Following Aleksandar Vucic’s victory in the presidential election, thousands of Serbs have taken to the streets of Belgrade and other major Serbian cities in protest. Vucic, who is currently serving as prime minister, claimed victory in the first round of the election on April 2 by securing 55 percent of the vote, thus avoiding a run-off election. Vucic’s opponents fear that his role in the government has become increasingly autocratic.

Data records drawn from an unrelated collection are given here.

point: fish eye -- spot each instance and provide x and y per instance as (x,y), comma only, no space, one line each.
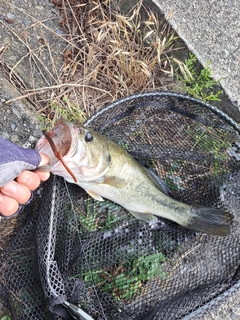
(88,137)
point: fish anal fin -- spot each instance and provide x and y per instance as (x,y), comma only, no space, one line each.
(145,216)
(94,195)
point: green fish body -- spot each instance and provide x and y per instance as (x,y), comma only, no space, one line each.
(106,170)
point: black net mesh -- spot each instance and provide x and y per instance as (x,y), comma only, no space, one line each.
(95,255)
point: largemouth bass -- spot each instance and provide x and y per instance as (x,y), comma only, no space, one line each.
(106,170)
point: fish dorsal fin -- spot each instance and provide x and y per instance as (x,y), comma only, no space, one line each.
(158,181)
(94,195)
(145,216)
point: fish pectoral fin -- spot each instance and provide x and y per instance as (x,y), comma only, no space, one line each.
(94,195)
(160,183)
(115,182)
(145,216)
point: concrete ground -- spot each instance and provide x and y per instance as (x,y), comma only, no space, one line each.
(211,30)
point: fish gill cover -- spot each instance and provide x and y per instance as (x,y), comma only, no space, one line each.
(77,257)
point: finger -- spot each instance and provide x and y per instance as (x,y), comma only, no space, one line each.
(43,176)
(8,206)
(16,191)
(45,159)
(29,179)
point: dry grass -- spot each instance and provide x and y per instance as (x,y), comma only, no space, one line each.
(108,55)
(111,55)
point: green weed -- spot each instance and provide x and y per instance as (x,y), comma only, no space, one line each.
(197,84)
(126,280)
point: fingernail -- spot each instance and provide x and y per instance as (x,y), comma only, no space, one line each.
(20,208)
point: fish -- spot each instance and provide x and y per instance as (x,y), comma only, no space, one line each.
(104,169)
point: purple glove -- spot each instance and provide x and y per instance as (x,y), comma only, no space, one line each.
(13,160)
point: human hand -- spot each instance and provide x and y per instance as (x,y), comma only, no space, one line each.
(13,161)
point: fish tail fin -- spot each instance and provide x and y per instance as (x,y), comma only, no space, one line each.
(210,220)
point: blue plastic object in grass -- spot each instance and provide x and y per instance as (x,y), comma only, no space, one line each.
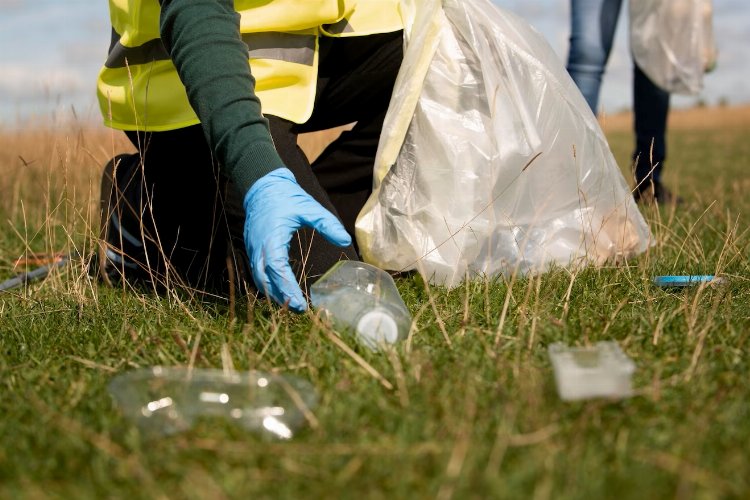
(689,280)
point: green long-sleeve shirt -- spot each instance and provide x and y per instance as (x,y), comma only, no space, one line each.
(204,42)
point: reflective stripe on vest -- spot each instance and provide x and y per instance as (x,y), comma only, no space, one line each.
(139,88)
(277,46)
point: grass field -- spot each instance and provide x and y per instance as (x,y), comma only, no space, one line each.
(466,408)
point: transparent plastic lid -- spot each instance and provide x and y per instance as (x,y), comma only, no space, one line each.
(601,370)
(165,401)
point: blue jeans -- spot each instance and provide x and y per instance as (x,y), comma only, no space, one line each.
(593,24)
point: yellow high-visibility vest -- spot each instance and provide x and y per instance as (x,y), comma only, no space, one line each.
(139,88)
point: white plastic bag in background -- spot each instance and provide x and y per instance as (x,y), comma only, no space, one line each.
(490,160)
(672,41)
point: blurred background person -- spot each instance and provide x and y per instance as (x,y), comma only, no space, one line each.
(593,24)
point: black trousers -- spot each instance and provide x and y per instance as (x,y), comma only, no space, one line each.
(169,214)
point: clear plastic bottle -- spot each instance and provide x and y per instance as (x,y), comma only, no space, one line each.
(164,401)
(363,299)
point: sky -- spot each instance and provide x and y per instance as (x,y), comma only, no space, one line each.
(51,52)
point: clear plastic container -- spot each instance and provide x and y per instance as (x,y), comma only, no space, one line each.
(164,401)
(362,299)
(601,370)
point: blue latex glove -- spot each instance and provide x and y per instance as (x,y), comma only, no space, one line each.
(275,208)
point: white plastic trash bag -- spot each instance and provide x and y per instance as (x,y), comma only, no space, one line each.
(672,42)
(490,160)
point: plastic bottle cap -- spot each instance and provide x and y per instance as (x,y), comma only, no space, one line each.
(376,327)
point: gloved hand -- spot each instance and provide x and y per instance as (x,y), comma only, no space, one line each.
(275,208)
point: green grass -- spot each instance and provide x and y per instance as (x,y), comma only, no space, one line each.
(466,408)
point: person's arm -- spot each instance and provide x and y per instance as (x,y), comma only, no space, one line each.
(203,40)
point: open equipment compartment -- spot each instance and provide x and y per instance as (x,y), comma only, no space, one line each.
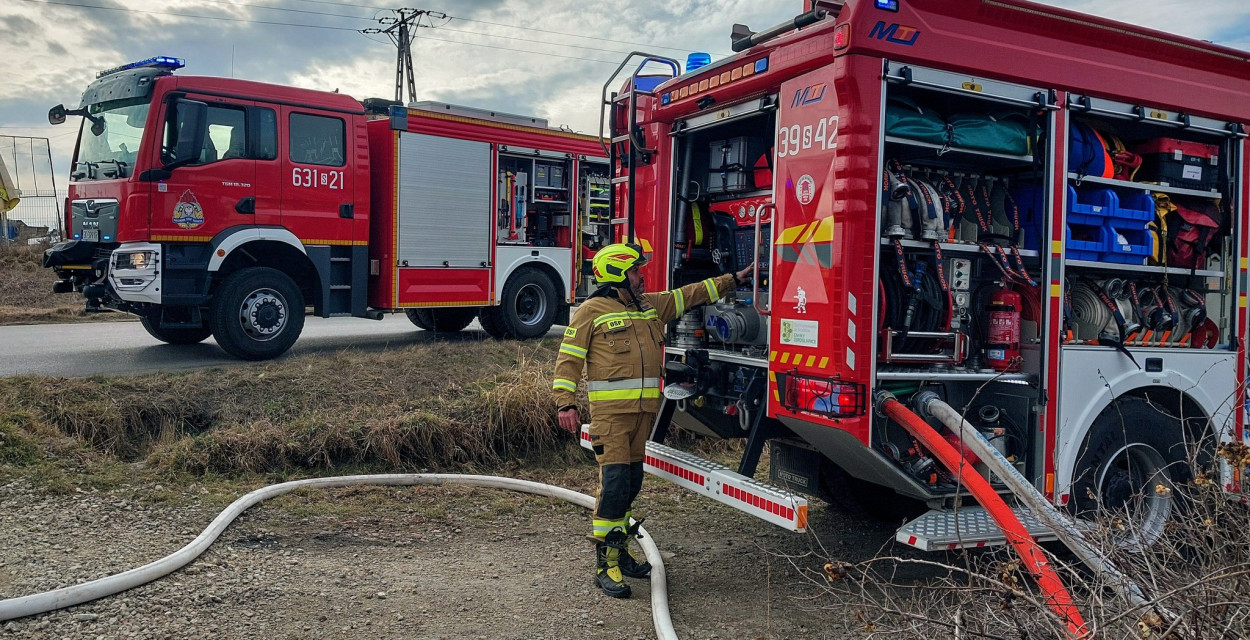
(960,309)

Vucic will take over the largely ceremonial role of president in May, but he is expected to retain real power through his control of the ruling Progressive Party in Serbia. Vucic views his large margin of victory as a sign that many Serbs favor the path the government has chosen. His closest competitor, Sasa Jankovic, won just over 16 percent of the vote. Vucic told cheering supporters, “For me it is important this election demonstrated that a large majority of Serbian citizens favors the continuation of the European path while maintaining close ties with China and Russia.”
Serbia is caught between between the pursuit of a closer union with the West and the European Union, and its cultural ties to Russia as an Orthodox and Slavic nation. Vucic met with both German Chancellor Angela Merkel and Russian President Vladimir Putin during the election campaign and thanked them both for their support.
For the opposition, the large margin of defeat serves as a humiliating blow. They claim Vucic has an authoritarian history from the former Yugoslavia days – he is infamous for backing legislation that muzzled criticism of the government during the conflict with Kosovo in 1998-99.
The protests, named “The Protest Against Dictatorship,” have remained largely peaceful. Protesters gathered in Belgrade and shouted “no to dictatorship” while blowing whistles to accompany their cries. The protesters have not expressed explicit demands, although one student simply stated, “What we want is Vucic to step down, he is an autocrat and we do not want him.”
Serbia remains hindered by poverty and corruption despite greater economic and fiscal stability. One Vucic supporter spoke out saying, “I voted for stability, we’ve had enough wars. We need more jobs for younger people and if we can get higher pensions and salaries, even better.”